The first rum distilled at “Habitation Trou Vaillant” in Martinique was exported to North America under the name of Rhum Saint James.
In 1765, Martinique became one of the most productive “sugar islands” in the Caribbean.
On the island’s west coast, at the foot of Mount Pelée, the Brothers of Charity managed the Fort Saint-Pierre hospital by request of Louis XV, primarily to care for wounded soldiers, but also those in need. For the needs of the hospital, the Superior of the Order, Father Edmond Lefébure, had a sugar refinery built next door, at the place called “Trou Vaillant”. True to tradition, the sugar refinery led to the creation of a vinegar factory where the molasses residues were distilled to obtain “guildive” or “tafia”. Father du Tertre and Father Labat, both eminent botanists, had already worked on the distillation process and had stills brought over from France to improve the quality of these rather rustic alcohols which were the stuff of pirates and servants.

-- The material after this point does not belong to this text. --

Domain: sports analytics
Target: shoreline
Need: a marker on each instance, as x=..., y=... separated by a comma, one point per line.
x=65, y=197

Father Lefébure, who had obviously already grasped the potential of this sugar cane brandy, decided to continue their work and devoted himself to producing a rum worthy of the name. A precise description in the archives of the different qualities of brandy suggests that Martinique “agricole” rum was emerging. Father Lefébure was not only a man of God. He was also a good manager with an entrepreneurial spirit. He entrusted the marketing of the excess rum to one of the other brothers, Father Gratien, who had no choice but to offer the production from Trou Vaillant to the geographically-close English colonies of North America. Shipping “Tafia” to France was prohibited since the edict of January 1713 (up until 1803) to avoid it competing with spirits distilled from wine. However it was difficult to pronounce “Trou-Vaillant” in English! In the domain, each “Habitation” had a different name and one of them, close to Trou Vaillant” was called Saint Jacques. In English, Jacques translates as James (from the Latin Jacomus), a first name which the English had brought to France after the Norman Conquest in the eleventh century. It was only natural for these men of God to choose the name of a saint for their rum! Saint James rum was born.